= Vesna Martinović =

Serbian politician

Vesna Martinović (Весна Мартиновић; born 9 March 1970) is a politician in Serbia. She was the mayor of Pančevo from 2008 to 2012 and served for three terms in the National Assembly of Serbia. During her political career, Martinović was a member of the Democratic Party (Demokratska stranka, DS).

==Early life and career==
Martinović was born in Pančevo, in what was then the Socialist Autonomous Province of Vojvodina in the Socialist Republic of Serbia, Socialist Federal Republic of Yugoslavia. She was raised in the city and graduated from the University of Belgrade Faculty of Law in 1993. She worked for the Pančevo district court and the city's municipal administration from 1994 to 1997, for Elektrodistribucija Pančevo from 1997 to 2002, and as a lawyer from 2002 to 2007.

==Politician==
===Parliamentarian (2007–08) and Mayor (2008–12)===
Martinović joined the Democratic Party in 2000 and was active with the party's board in Pančevo in the early 2000s. She was given the 147th position on the party's electoral list in the 2007 Serbian parliamentary election and was awarded a mandate after the list won sixty-four seats. (From 2000 to 2011, mandates in Serbian parliamentary elections were awarded to sponsoring parties or coalitions rather than to individual candidates, and it was common practice for the mandates to be distributed out of numerical order. Martinović's position on the list – which was in any event mostly alphabetical – had no specific bearing on her chances of election.) The DS formed an unstable coalition government with the rival Democratic Party of Serbia (Demokratska stranka Srbije, DSS) and G17 Plus after the election, and Martinović served as a supporter of the administration. During her first term, she was a member of the committee for constitutional affairs and the committee for gender equality.
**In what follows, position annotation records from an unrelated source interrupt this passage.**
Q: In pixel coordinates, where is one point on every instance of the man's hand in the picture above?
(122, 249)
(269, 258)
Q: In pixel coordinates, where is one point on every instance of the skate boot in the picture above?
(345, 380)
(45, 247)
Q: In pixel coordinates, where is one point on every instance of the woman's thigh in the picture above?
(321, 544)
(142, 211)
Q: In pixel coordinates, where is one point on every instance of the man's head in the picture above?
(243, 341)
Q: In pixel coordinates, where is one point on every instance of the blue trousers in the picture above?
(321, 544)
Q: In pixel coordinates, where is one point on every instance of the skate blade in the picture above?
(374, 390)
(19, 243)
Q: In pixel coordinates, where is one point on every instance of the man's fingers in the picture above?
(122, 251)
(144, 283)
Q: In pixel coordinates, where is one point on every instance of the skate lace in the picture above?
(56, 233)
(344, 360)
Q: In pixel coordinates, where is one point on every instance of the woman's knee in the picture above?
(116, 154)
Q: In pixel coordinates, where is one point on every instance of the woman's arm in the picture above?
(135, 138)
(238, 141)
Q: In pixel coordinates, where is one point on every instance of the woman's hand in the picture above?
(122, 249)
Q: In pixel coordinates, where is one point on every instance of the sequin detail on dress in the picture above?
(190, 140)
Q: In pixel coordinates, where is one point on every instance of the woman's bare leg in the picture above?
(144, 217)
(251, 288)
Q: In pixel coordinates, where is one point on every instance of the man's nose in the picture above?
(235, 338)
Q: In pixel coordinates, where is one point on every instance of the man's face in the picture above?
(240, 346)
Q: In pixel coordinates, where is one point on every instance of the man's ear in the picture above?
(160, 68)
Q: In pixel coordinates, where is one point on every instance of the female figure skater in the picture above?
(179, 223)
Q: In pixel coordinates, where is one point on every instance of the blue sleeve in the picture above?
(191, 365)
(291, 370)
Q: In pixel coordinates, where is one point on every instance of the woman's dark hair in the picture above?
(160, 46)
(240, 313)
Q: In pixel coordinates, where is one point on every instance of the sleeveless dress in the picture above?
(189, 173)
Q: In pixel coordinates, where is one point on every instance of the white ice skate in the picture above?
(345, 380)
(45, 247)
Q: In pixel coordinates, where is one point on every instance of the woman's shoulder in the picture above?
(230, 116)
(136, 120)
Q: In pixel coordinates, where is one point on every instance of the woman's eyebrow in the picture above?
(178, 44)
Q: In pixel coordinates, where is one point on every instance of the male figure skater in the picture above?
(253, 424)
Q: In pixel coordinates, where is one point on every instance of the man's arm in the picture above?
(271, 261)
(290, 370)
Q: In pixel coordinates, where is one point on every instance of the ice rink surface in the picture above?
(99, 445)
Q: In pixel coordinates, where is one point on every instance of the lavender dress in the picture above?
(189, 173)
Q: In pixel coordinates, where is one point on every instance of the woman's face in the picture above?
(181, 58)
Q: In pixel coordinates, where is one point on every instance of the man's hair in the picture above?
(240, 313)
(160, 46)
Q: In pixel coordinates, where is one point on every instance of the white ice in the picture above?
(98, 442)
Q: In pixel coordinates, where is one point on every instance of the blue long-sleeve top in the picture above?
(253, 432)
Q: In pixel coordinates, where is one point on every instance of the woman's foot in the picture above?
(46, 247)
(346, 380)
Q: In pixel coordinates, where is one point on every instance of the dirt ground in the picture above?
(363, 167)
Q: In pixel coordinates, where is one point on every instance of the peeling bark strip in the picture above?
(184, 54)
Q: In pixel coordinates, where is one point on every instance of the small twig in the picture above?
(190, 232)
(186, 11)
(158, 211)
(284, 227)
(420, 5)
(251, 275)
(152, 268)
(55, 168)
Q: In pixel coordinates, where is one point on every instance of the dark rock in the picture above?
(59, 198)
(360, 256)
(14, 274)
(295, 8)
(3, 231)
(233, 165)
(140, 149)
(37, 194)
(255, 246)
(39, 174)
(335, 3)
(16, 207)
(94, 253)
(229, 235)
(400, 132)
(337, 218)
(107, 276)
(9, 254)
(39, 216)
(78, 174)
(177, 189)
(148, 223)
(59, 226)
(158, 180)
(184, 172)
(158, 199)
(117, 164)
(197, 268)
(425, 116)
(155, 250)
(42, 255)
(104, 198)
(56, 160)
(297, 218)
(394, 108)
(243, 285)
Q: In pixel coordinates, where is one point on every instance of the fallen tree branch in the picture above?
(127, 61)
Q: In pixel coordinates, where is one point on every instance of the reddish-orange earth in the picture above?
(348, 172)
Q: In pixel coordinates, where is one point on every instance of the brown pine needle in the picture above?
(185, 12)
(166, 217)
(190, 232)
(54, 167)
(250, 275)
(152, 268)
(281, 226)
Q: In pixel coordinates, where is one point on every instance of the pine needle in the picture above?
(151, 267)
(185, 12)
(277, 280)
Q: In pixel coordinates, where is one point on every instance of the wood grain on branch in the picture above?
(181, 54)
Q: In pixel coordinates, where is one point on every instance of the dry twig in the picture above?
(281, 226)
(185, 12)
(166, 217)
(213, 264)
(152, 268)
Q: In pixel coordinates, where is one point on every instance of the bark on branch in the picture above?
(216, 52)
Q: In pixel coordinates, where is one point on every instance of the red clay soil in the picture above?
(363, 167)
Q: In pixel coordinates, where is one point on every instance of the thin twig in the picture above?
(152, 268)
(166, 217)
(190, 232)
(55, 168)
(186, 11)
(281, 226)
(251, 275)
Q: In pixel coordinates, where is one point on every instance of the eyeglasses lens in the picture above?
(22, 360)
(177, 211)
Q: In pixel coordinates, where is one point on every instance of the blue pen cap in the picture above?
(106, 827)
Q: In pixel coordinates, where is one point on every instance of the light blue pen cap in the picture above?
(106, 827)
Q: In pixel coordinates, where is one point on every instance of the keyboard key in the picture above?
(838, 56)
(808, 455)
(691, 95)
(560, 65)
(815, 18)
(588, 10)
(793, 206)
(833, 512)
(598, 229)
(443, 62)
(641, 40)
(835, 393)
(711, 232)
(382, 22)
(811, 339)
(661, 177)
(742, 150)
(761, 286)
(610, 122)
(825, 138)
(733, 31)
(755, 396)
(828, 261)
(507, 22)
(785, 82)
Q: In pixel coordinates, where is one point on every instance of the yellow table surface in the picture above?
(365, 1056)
The DS–DSS alliance broke down in early 2008, and a new parliamentary election was called for May of that year. Martinović appeared in the 115th position on the DS-led For a European Serbia list and was given a mandate for a second term when the list won a plurality victory with 102 out of 250 mandates. She also led the DS's list for the Pančevo city assembly in the concurrent 2008 local election. The DS narrowly defeated the far-right Serbian Radical Party (Srpska radikalna stranka, SNS) in Pančevo and afterward formed a coalition government with the DSS and New Serbia (Nova Srbija, NS). Martinović was chosen as the city's mayor and resigned her parliamentary mandate in 14 July. She remained in the mayor's office for the four-year term that followed. In July 2009, she signed a major agreement with Naftna Industrija Srbije for strategic co-operation in ecology, economy, culture, and sports.
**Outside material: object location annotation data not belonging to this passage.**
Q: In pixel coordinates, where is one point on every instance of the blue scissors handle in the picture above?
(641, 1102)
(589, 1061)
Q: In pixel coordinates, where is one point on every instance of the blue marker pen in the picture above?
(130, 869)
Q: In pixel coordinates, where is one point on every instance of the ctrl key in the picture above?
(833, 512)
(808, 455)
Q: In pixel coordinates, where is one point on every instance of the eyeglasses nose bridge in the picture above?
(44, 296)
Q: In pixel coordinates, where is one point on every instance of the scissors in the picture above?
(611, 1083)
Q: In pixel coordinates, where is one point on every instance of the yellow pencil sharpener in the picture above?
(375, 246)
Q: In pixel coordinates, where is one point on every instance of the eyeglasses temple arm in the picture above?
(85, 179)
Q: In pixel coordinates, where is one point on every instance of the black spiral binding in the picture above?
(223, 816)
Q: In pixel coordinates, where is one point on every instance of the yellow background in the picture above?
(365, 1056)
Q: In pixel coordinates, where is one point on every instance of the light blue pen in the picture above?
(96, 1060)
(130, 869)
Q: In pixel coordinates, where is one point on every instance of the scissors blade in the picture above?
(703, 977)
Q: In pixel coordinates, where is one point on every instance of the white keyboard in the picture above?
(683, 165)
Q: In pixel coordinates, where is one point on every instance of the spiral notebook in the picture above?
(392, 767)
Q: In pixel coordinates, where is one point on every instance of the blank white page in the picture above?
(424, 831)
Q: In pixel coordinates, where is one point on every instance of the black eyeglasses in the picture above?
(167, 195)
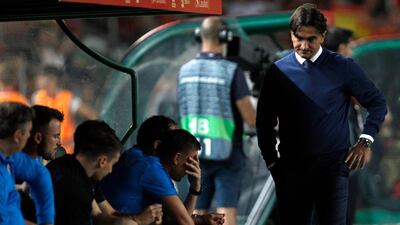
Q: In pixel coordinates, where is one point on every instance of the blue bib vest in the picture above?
(205, 110)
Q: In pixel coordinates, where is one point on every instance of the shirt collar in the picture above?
(313, 59)
(209, 55)
(5, 160)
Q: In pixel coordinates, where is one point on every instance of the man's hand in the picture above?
(194, 172)
(358, 157)
(152, 213)
(209, 219)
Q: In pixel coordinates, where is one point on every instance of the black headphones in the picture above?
(225, 35)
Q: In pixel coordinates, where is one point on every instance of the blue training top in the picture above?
(21, 166)
(137, 181)
(312, 106)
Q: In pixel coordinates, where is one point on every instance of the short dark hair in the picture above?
(43, 116)
(177, 141)
(308, 15)
(51, 71)
(93, 138)
(210, 28)
(13, 116)
(153, 129)
(336, 36)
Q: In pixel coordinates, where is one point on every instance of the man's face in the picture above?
(105, 166)
(50, 140)
(306, 41)
(25, 133)
(179, 169)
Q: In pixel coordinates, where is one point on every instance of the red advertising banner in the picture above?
(195, 6)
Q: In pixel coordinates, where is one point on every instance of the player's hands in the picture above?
(358, 157)
(151, 214)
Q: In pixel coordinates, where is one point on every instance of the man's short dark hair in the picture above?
(43, 117)
(153, 129)
(336, 36)
(177, 141)
(210, 28)
(308, 15)
(51, 71)
(13, 116)
(94, 138)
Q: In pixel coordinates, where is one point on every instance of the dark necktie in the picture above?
(307, 64)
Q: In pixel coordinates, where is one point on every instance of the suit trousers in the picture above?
(312, 188)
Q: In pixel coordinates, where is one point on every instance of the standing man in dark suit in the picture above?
(309, 92)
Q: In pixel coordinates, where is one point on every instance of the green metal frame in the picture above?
(376, 45)
(251, 24)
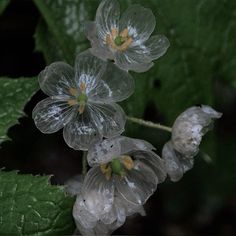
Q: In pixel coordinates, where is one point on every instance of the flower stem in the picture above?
(84, 163)
(148, 124)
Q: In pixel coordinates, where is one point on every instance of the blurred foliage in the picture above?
(198, 68)
(31, 206)
(14, 94)
(3, 5)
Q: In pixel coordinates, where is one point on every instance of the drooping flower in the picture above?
(83, 100)
(124, 174)
(126, 166)
(127, 39)
(89, 223)
(187, 132)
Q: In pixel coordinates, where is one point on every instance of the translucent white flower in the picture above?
(127, 39)
(187, 132)
(82, 100)
(126, 166)
(89, 223)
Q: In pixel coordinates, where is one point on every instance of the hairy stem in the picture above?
(149, 124)
(84, 163)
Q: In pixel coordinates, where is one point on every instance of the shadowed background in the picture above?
(202, 203)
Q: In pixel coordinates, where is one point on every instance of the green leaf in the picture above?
(14, 94)
(3, 5)
(29, 205)
(46, 43)
(186, 74)
(202, 37)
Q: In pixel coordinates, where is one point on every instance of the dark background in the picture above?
(202, 203)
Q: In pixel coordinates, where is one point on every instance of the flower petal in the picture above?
(128, 145)
(98, 48)
(74, 185)
(156, 46)
(115, 85)
(97, 192)
(108, 118)
(107, 17)
(89, 70)
(153, 161)
(140, 22)
(175, 164)
(52, 114)
(189, 128)
(82, 215)
(104, 152)
(129, 60)
(81, 132)
(138, 184)
(57, 79)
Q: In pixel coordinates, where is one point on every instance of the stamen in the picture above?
(114, 32)
(82, 86)
(125, 33)
(128, 162)
(106, 170)
(73, 91)
(126, 44)
(81, 108)
(72, 102)
(120, 41)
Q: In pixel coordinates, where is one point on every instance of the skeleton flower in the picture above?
(90, 223)
(125, 39)
(122, 166)
(82, 100)
(187, 132)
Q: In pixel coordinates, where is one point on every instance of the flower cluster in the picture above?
(126, 39)
(187, 132)
(124, 172)
(83, 100)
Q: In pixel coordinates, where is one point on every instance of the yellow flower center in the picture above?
(80, 98)
(117, 166)
(119, 41)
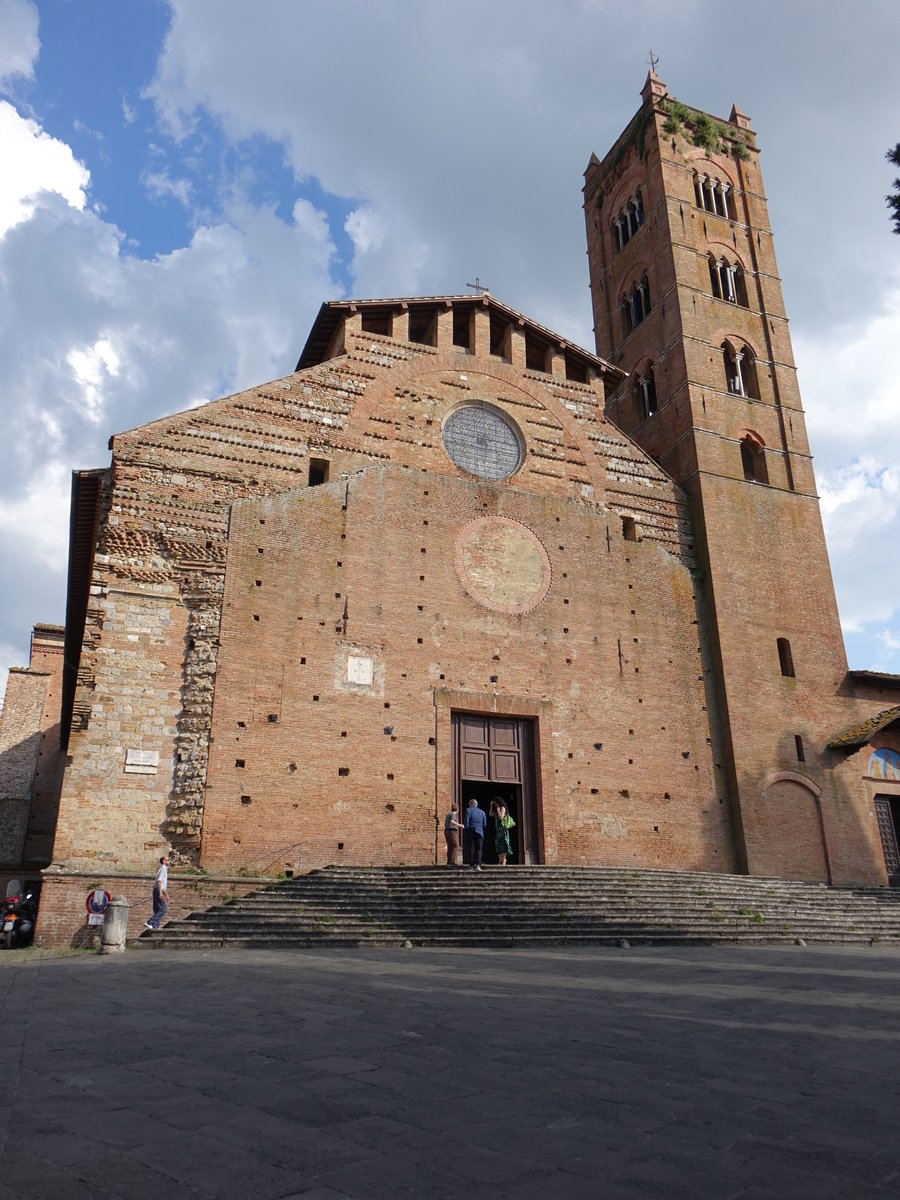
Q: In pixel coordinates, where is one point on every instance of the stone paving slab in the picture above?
(715, 1072)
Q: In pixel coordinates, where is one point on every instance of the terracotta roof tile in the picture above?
(862, 732)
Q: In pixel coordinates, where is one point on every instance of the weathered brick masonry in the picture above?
(451, 555)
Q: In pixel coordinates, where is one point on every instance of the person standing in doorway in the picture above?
(501, 829)
(161, 894)
(451, 833)
(475, 822)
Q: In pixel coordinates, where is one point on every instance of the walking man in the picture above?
(475, 822)
(161, 895)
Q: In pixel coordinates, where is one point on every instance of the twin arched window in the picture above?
(714, 196)
(741, 371)
(727, 281)
(628, 221)
(636, 305)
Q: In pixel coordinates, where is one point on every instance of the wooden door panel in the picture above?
(888, 835)
(504, 733)
(473, 730)
(507, 767)
(502, 750)
(475, 763)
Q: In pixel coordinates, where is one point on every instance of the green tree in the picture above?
(893, 199)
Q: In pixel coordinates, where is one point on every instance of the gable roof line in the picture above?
(857, 735)
(328, 316)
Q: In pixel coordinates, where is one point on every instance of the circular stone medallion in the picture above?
(503, 565)
(484, 442)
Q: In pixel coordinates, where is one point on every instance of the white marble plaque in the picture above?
(142, 762)
(360, 670)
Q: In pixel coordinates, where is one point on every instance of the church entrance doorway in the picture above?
(495, 756)
(887, 810)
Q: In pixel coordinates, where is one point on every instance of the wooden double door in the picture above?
(495, 756)
(887, 810)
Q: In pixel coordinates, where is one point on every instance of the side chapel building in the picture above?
(453, 555)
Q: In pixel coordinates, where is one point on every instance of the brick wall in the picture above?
(301, 756)
(19, 741)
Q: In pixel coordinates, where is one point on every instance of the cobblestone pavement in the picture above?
(603, 1073)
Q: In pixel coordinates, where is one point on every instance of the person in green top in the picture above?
(502, 827)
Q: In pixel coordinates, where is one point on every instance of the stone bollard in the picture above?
(115, 927)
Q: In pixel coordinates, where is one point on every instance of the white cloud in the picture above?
(94, 341)
(36, 520)
(19, 43)
(34, 162)
(365, 229)
(852, 399)
(93, 366)
(161, 186)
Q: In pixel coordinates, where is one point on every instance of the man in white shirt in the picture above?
(161, 895)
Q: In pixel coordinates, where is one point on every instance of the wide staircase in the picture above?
(532, 906)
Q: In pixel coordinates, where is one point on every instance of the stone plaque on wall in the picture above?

Serbia's electoral system was reformed in 2011, such that all mandates were awarded to candidates on successful lists in numerical order. Martinović again appeared in the lead position on the DS's list for Pančevo in the 2012 local elections and was re-elected to the local assembly when the list won a narrow plurality victory with nineteen out of seventy seats. A new local government was afterward formed that did not include the DS, and Martinović's term as mayor came to an end. She served in the local assembly for the term that followed and was not a candidate in the 2016 local elections.
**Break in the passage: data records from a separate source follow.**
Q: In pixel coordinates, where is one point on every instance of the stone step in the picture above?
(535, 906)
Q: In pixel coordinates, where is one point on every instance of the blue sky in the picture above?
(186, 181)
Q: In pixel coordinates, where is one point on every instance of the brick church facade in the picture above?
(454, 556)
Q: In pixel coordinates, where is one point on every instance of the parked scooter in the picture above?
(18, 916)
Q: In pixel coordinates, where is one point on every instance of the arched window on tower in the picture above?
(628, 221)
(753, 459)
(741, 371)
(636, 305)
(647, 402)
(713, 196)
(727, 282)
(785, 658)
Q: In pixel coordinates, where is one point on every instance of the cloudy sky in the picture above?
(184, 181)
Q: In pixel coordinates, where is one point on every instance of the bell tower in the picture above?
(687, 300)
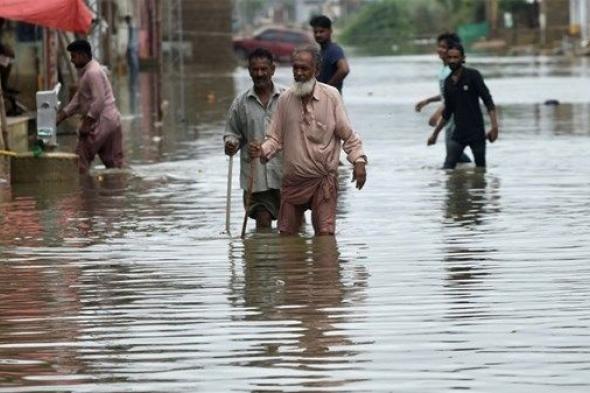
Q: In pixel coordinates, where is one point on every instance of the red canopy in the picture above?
(68, 15)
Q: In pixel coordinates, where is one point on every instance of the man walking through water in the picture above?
(311, 127)
(443, 42)
(334, 67)
(462, 91)
(248, 117)
(100, 132)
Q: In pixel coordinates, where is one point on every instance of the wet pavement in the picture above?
(435, 281)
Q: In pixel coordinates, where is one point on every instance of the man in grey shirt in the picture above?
(248, 118)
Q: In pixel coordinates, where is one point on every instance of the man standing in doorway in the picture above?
(311, 127)
(248, 117)
(334, 67)
(462, 91)
(100, 132)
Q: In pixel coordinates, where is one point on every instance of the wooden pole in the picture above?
(249, 195)
(228, 195)
(4, 127)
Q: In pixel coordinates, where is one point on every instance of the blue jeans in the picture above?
(455, 151)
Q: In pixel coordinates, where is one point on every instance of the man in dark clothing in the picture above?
(462, 91)
(334, 65)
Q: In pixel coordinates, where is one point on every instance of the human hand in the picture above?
(359, 174)
(420, 105)
(230, 148)
(493, 134)
(434, 119)
(254, 150)
(432, 139)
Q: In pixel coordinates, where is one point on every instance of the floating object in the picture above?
(47, 168)
(47, 104)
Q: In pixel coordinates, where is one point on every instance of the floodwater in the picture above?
(435, 281)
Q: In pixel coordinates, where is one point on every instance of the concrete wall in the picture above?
(207, 27)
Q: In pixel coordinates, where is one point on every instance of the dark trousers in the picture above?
(455, 151)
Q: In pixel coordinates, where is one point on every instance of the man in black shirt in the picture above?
(462, 91)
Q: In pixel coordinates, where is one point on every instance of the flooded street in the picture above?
(435, 281)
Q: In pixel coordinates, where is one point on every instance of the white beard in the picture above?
(302, 89)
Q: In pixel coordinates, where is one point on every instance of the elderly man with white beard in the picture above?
(311, 127)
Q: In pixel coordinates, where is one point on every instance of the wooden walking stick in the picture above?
(4, 127)
(228, 196)
(249, 195)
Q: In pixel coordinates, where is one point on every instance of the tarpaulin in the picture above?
(68, 15)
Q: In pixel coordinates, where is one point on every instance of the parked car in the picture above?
(279, 41)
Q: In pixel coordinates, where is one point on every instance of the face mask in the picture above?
(454, 66)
In November 2012, Martinović was chosen as one of the Democratic Party's seven vice-presidents.

===Return to the National Assembly (2014–16)===
Martinović was given the twelfth position on the DS's electoral list in the 2014 parliamentary election and was elected to a third term at the republic level when the list won nineteen seats. The Serbian Progressive Party (Srpska napredna stranka, SNS) and its allies won a majority victory in the election, and the DS served in opposition. In this term, Martinović was deputy chair of the committee on administrative, budgetary, mandate, and immunity issues; a member of the committee for constitutional affairs and legislation and the committee on the rights of the child; a deputy member of the committee for justice, state administration, and local self-government; and a member of the parliamentary friendship groups with Egypt, the Republic of Macedonia (now North Macedonia), and the Netherlands.

She was given the eighteenth position on the DS's list in the 2016 parliamentary election and narrowly missed re-election when the list won sixteen mandates. Only one DS delegate left the assembly in the term that followed, and she was not given a mandate as a replacement. She has not sought a return to political life since this time.